In our discussions, we have explored the idea of developing a clearer distinction between specialist and generalist collections. Specialist collections would include large amounts of material not on display - and which might not be suitable for display – whereas generalist collections would be primarily for display. Museums could move towards this by gradually transferring collections to specialist centres, freeing resources in the generalist museums for much more engaging public programmes. Before recommending this, a much fuller debate would be needed. The physical relocation of collections may not be necessary or desirable, given better use of ICT. However, better information about what is where certainly is a priority.

Engagement

We suggest that the museum community as a whole should assess the impact of some of the newer ways of promoting engagement with collections, before investing in them further. For example, there has been a move towards building open stores but it remains unclear how much meaningful engagement a visit to a store really offers.

Similar assessment of the value of loans to non-museum venues, online exhibitions, handling collections, etc, is also needed.
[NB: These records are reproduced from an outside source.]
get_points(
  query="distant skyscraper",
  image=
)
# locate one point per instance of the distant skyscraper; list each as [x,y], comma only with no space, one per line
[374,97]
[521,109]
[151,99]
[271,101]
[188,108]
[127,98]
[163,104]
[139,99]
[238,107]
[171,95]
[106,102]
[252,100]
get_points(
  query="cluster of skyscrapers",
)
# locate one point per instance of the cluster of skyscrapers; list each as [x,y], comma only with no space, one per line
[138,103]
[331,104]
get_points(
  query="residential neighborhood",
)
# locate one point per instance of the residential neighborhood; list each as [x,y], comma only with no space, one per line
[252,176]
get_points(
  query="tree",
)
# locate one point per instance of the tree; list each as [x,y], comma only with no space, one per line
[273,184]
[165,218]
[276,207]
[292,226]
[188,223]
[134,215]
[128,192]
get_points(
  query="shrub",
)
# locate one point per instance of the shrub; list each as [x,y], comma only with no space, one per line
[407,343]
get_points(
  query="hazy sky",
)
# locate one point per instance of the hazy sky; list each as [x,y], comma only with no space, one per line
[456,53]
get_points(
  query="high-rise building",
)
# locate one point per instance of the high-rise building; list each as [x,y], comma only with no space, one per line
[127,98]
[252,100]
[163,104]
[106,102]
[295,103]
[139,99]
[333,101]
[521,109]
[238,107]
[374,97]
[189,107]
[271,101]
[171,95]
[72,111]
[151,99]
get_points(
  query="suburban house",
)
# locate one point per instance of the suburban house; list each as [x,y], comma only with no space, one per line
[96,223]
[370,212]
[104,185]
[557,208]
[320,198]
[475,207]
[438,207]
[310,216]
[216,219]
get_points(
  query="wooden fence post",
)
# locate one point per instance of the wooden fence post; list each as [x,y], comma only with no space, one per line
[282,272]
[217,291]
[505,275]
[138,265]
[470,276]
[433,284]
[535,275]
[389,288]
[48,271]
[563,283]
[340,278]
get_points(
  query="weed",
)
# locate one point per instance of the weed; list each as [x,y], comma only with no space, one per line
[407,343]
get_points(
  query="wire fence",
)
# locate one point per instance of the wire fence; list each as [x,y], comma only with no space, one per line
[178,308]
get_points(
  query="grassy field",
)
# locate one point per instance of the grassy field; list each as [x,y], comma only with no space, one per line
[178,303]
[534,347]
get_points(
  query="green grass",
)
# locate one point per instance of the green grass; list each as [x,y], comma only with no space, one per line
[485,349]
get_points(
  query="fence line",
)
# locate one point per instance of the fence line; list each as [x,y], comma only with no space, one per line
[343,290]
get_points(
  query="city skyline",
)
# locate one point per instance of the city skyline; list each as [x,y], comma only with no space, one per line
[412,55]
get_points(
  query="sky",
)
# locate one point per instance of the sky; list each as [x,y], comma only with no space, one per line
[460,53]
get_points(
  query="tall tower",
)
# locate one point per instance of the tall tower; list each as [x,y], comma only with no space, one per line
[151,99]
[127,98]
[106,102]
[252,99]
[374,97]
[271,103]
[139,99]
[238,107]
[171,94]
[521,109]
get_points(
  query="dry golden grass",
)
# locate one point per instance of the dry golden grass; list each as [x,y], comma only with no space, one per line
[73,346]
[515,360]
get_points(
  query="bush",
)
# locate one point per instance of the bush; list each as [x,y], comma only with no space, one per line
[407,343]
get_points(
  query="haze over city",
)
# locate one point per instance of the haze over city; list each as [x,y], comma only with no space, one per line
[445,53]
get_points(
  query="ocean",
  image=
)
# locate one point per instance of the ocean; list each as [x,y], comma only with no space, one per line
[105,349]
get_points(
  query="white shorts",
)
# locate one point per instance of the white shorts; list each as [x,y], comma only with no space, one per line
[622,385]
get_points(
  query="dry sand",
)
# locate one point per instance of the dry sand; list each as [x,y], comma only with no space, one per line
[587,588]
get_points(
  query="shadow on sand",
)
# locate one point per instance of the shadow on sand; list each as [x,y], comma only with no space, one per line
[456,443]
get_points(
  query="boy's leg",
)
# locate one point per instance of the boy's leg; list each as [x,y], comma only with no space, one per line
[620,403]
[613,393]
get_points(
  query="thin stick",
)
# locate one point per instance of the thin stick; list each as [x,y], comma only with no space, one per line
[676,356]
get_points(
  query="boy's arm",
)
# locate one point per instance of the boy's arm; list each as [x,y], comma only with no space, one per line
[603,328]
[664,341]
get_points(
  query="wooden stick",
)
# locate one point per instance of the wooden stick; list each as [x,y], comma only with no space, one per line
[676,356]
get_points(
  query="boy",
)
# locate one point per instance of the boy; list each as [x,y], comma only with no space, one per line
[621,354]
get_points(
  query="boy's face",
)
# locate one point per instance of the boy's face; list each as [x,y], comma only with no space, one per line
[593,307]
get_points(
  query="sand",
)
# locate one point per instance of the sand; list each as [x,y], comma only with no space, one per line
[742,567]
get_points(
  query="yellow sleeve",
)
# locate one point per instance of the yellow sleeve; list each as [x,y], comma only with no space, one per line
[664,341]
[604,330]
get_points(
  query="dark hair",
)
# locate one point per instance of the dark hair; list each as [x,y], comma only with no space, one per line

Public and private – breaking down the barriers

We suggest that it may be helpful for museums to develop closer relationships with private owners. Museums may not need to own everything of significance for their subject themselves. Conditional exemption already provides a way of protecting objects in private ownership and it would be possible for museums to provide registers of significant material, and to protect and interpret it, even though it remained outside their ownership. This approach would have the potential to be excessively bureaucratic and might not provide many meaningful opportunities for engagement with the objects concerned. But private individuals and groups do have a role to play in preserving material culture. Just as archaeologists’ relationship with metal detectorists has moved from one characterised by mutual suspicion and hostility to a much more collaborative and positive one, thanks to the Portable Antiquities Scheme, so museums need to find ways to shift their relationship with private collectors to a more positive footing.

A new legal framework for collections

As indicated above, we suggest that it would be worth investing in a study into the possible benefits of new legislation which would improve the protection of non-national museum collections, and make it easier to undertake transfers.

Governance of museums.

We believe it is essential that museums are as open as possible in promoting public use of their collections. This should include offering the opportunity for people to engage fully with decisions about the way that museums and their collections are managed. To achieve this, museums may need to the way that they are governed, such as making boards more representative, and take their responsibility to consult with their users more seriously.

Expertise

As discussed above, we suggest that museums need to rebuild their own expertise where this has been eroded, and to find ways of drawing on external experts’ knowledge. The museum community needs to build on existing subject specialist groups and strengthen the networks which promote knowledge sharing. Museums also need to strengthen their relationships with universities and other external sources of expertise.